Je bondis en avant, décollant du sol à plusieurs mètres de l'inconnu, et retombai sur lui avec tant de force que nous roulâmes sur le béton. A califourchon sur l'homme, je lui envoyai mon poing dans la figure et le sang gicla. Ça, c'était pour avoir essayé de me coller une balle dans le dos.

L'autre se débattit, rua avec un grognement étouffé. Il ne manquait pas de force, et sa main libre parvint à me faire relâcher ma prise sur sa gorge. Je bloquai brutalement son poignet sous mon genou, glissant ma lame sous son cou. C'était terminé.

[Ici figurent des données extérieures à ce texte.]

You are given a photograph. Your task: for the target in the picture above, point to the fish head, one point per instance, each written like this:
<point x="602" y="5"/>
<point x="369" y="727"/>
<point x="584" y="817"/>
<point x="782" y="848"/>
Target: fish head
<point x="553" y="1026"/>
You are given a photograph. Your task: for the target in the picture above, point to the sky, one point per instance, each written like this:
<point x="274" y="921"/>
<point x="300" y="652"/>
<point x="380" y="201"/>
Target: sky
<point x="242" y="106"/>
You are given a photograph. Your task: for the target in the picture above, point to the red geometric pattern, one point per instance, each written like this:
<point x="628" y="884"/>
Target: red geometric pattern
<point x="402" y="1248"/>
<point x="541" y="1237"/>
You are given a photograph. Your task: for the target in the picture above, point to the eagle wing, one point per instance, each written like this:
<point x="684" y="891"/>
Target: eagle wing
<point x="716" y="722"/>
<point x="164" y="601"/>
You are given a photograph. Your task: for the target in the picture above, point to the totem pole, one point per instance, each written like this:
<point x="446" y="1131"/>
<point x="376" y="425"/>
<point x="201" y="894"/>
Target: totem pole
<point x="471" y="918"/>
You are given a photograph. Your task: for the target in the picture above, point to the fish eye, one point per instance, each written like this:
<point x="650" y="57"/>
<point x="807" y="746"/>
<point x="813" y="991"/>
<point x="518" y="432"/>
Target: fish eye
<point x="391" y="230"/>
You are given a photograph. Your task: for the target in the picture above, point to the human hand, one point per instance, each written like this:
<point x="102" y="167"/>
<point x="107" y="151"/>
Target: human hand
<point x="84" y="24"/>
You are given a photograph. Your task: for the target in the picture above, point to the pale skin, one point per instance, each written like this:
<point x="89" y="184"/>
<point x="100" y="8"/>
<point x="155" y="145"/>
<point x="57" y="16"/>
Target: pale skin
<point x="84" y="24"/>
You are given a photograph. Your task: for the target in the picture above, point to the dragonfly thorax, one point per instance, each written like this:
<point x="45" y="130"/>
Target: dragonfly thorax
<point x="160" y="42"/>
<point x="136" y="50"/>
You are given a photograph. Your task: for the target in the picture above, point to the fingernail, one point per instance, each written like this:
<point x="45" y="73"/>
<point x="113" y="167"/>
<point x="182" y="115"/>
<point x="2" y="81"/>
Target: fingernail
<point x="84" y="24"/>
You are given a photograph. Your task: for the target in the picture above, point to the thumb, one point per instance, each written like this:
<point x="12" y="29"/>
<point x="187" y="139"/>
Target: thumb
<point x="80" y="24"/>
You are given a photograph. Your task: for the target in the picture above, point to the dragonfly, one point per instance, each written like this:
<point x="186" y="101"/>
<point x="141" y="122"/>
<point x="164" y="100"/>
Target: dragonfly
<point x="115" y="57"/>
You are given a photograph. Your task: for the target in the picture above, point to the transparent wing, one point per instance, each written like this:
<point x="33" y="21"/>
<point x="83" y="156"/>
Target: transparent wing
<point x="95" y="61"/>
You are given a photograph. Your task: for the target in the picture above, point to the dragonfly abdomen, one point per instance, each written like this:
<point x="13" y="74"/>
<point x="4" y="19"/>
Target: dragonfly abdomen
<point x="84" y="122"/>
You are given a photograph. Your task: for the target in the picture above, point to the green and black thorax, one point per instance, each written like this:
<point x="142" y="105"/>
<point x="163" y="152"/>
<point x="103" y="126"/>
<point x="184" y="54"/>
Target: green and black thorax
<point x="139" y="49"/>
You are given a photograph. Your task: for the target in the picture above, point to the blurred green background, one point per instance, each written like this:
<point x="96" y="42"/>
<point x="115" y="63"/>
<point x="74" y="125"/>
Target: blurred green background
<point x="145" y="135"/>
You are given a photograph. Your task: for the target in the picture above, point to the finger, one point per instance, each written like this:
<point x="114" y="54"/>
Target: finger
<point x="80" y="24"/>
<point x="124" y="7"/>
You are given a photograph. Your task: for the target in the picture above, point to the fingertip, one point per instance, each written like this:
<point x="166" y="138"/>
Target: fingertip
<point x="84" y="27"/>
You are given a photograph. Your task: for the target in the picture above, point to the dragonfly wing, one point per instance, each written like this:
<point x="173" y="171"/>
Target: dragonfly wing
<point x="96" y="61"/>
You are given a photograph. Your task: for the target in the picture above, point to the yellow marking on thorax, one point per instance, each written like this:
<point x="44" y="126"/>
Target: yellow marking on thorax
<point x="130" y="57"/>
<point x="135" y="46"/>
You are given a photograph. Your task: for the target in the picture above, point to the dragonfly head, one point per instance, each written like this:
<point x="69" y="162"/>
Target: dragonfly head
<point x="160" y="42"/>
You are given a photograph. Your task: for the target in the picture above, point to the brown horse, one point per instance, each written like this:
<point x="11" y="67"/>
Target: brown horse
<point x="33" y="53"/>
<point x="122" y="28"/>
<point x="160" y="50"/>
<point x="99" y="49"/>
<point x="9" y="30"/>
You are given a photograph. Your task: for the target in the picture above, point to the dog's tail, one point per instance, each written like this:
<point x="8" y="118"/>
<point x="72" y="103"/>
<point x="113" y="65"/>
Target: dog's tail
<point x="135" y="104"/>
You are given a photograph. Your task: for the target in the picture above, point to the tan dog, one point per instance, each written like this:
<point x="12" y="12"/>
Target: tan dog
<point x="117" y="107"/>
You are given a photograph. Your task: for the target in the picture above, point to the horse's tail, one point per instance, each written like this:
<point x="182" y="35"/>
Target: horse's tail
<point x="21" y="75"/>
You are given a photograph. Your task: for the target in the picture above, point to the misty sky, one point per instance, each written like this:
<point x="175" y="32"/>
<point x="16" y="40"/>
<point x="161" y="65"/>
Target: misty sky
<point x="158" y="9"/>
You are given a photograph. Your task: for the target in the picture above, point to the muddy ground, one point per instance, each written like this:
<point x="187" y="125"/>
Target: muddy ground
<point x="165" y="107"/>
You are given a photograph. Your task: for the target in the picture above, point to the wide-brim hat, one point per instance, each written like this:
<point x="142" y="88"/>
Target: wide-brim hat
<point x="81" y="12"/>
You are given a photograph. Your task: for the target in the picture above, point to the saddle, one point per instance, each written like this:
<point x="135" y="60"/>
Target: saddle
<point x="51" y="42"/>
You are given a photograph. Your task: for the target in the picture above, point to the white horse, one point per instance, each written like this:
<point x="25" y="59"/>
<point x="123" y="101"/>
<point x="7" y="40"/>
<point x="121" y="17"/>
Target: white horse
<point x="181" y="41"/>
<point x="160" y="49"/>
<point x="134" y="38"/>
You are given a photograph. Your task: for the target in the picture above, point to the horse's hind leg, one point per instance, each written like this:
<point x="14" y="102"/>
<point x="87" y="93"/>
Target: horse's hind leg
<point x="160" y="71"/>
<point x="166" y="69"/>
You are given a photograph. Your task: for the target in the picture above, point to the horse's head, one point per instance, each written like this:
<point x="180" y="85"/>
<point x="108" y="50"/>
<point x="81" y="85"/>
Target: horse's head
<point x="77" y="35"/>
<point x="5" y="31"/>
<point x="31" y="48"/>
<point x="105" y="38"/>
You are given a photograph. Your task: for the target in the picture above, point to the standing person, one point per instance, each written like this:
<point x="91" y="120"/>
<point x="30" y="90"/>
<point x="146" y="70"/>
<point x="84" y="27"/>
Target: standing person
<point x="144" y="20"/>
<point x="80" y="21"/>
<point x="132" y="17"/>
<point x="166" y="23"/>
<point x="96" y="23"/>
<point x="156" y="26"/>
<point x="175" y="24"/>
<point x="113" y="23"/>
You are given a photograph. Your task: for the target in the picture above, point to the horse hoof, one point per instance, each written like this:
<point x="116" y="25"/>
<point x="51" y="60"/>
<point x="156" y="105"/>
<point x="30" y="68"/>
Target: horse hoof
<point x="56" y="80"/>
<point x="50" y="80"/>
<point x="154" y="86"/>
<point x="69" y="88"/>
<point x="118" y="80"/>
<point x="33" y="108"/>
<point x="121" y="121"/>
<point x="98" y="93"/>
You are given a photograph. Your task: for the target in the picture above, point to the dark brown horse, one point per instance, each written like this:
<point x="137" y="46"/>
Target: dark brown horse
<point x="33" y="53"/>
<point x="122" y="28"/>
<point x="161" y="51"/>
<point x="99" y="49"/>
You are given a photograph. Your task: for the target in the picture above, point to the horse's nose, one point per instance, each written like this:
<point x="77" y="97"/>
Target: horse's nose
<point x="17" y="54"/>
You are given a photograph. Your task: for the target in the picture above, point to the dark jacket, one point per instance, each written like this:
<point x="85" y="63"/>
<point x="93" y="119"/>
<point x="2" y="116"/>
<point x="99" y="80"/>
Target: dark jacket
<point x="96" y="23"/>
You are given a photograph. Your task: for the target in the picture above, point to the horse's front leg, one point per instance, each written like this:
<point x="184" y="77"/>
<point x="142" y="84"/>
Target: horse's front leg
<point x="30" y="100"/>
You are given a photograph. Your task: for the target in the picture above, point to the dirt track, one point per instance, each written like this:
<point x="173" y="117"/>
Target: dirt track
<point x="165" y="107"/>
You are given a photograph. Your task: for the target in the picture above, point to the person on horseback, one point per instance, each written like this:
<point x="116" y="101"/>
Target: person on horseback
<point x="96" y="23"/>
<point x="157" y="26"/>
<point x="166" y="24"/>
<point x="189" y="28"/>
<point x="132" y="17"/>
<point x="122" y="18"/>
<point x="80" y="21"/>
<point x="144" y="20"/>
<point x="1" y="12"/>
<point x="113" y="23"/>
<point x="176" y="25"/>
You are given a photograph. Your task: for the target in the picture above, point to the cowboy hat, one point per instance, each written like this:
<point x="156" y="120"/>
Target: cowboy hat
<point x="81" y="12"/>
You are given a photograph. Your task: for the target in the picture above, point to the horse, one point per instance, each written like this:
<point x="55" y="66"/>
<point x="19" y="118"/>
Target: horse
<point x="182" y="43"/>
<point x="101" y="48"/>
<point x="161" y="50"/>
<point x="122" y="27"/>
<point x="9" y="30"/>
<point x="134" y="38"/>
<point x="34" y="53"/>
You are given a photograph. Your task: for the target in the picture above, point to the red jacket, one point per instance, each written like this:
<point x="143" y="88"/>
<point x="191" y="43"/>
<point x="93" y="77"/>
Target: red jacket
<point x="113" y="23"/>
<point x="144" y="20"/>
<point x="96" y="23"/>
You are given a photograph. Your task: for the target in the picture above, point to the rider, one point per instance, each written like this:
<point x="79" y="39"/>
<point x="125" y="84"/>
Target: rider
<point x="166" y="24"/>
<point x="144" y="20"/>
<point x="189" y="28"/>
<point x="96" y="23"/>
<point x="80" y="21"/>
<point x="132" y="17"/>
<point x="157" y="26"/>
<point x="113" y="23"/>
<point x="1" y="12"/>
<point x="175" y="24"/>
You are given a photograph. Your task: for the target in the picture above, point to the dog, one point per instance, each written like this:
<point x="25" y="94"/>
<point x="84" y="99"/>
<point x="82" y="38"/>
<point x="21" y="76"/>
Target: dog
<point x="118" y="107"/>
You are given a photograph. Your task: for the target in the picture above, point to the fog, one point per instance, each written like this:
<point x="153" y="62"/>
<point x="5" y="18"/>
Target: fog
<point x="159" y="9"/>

Un bref instant, nous nous dévisageâmes. L'humain était un peu plus vieux que moi, la petite trentaine environ. J'avais eu le temps d'évaluer sa silhouette avant de le mettre à terre, et il faisait ma taille tout en étant bien plus large d'épaules. Tout son corps était musclé, pas seulement le haut et une grosse cicatrice sortait du col de sa veste. Peut-être lui barrait-elle tout le torse. Pour le reste, l'inconnu avait les yeux noisette en amande, les pommettes saillantes et la mâchoire forte. Des cheveux et une barbe châtain foncé plus fournie que celle d'Allan complétaient le tout. A cela, je pouvais ajouter une information donnée par le très bref affrontement qui venait d'avoir lieu, à savoir qu'il avait appris à se battre contre des GEN. Intéressant. Je n'avais pas eu de mal à le maîtriser, mais je restais intérieurement impressionnée par son audace à me tirer dessus sans prévenir et son absence de peur. En clair, il avait piqué au vif ma curiosité.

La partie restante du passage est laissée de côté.